On reconnaît tout de même nettement l’unité de style de Yoder. Ces trois titres
amorçaient déjà l’évolution qui allait de l’Oxford
circle à Kak. Ils sont évidemment
très bons, ce qui justifie tous les regrets. La finesse de When love comes in ne déparerait pas du tout l’album du groupe. A
forte personnalité, le titre I miss you
ressemble à certaines intensités dramatiques présentes sur l’album Kak. Il semble un classique sixties et
non un inédit à l’écoute, et en cours de morceau apparaît un air de flûte qui
se prolonge et revient sur une grande partie encore de la chanson. Bien des
choses s’étaient perdues dans les studios. Le titre Lonely people blues est remarquablement chargé d’âme, encore une
perte historique. Son rythme syncopé fait penser à une multiplication de coups
de frein avec le contrepoint de planements mélodiques aériens aux effets
séducteurs qui vont eux de l’avant.

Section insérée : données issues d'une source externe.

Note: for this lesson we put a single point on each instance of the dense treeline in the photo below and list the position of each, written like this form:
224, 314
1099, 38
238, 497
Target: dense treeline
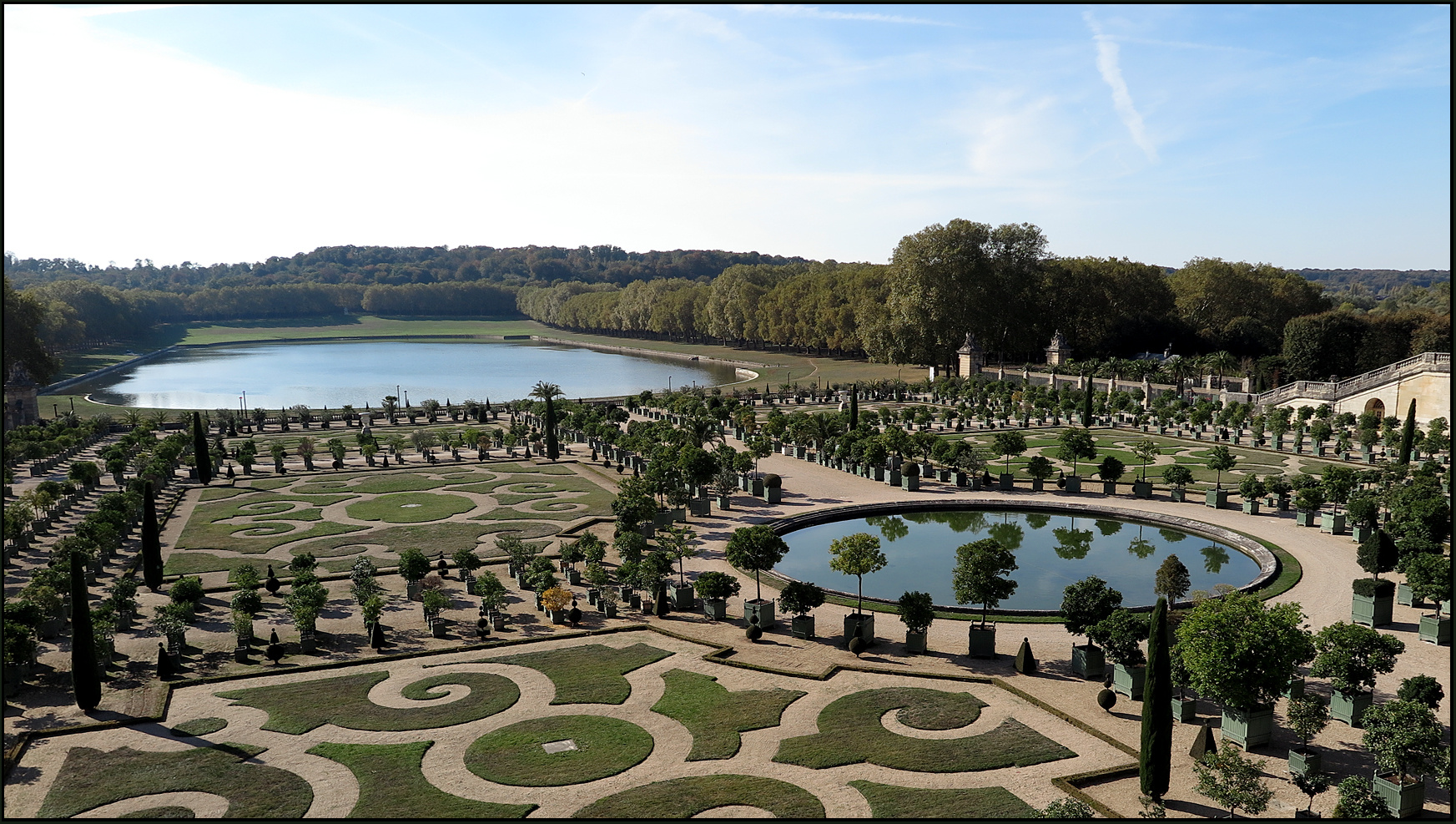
941, 283
386, 265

Au moins aujourd’hui en bonus, le titre
nous apparaît comme quelque chose d’abouti. Il reste loisible aux happy few de
le goûter dans toute l’intensité de son charme. Mais, après la dissolution de Kak, Gary Lee Yoder a obtenu la
permission d’enregistrer un single. Ce sont les plages 19 et 20 de l’album. Le
titre Flight from the east est
remarquable. Il a une classe supérieure par rapport aux trois titres
précédents. Il contient des chœurs féminins. C’est du cristal. La face B
country avec un chant aux intonations plus inattendues sur ce rythme est
remarquable également : Good time
music. Hélas, encore une fois le succès ne fut pas au rendez-vous, sans
doute parce que, dans tous les cas, ce que ce coup de génie a de plus
immédiatement perceptible, rejoignait une zone de préoccupations bien prises en
charge par quantité d’autres musiciens. Les créations de Yoder sont chargées
d’âme pourtant, mais quelque chose doit se jouer du côté de ce qui est
immédiatement mis en avant, de ce qui est immédiatement résumé dans la tête de
l’auditeur quelconque.
La
carrière de Gary Lee Yoder va se poursuivre avec Blue Cheer. Ce dernier groupe est connu pour ses premiers albums de
rock lourd qui rencontrèrent le succès, mais il n’est pas très estimé des fans
de rock sixties et collectionneurs qui lui préfèrent les albums suivants.
Justement, Gary Lee Yoder est intervenu sur ces albums de meilleure réputation,
les quatrième à sixième. Mais, le cas Blue
Cheer est si négligemment traité qu’il n’est pas même connu que ce regain
de qualité, en dépit d’un moindre succès, vient quelque peu de la participation
de Yoder. C’est en laissant dans l’anonymat le personnel changeant que les fans
de rock constatent l’évolution de Blue
Cheer, tandis que les historiens du rock et les plus hardeux privilégient
inévitablement le succès des trois premiers albums. Il est vrai toutefois que
Yoder n’a pas créé avec Blue Cheer
une musique aussi merveilleuse qu’avec Oxford
circle et Kak. J’ignore ensuite
ce qu’il est devenu après le sixième album de Blue Cheer.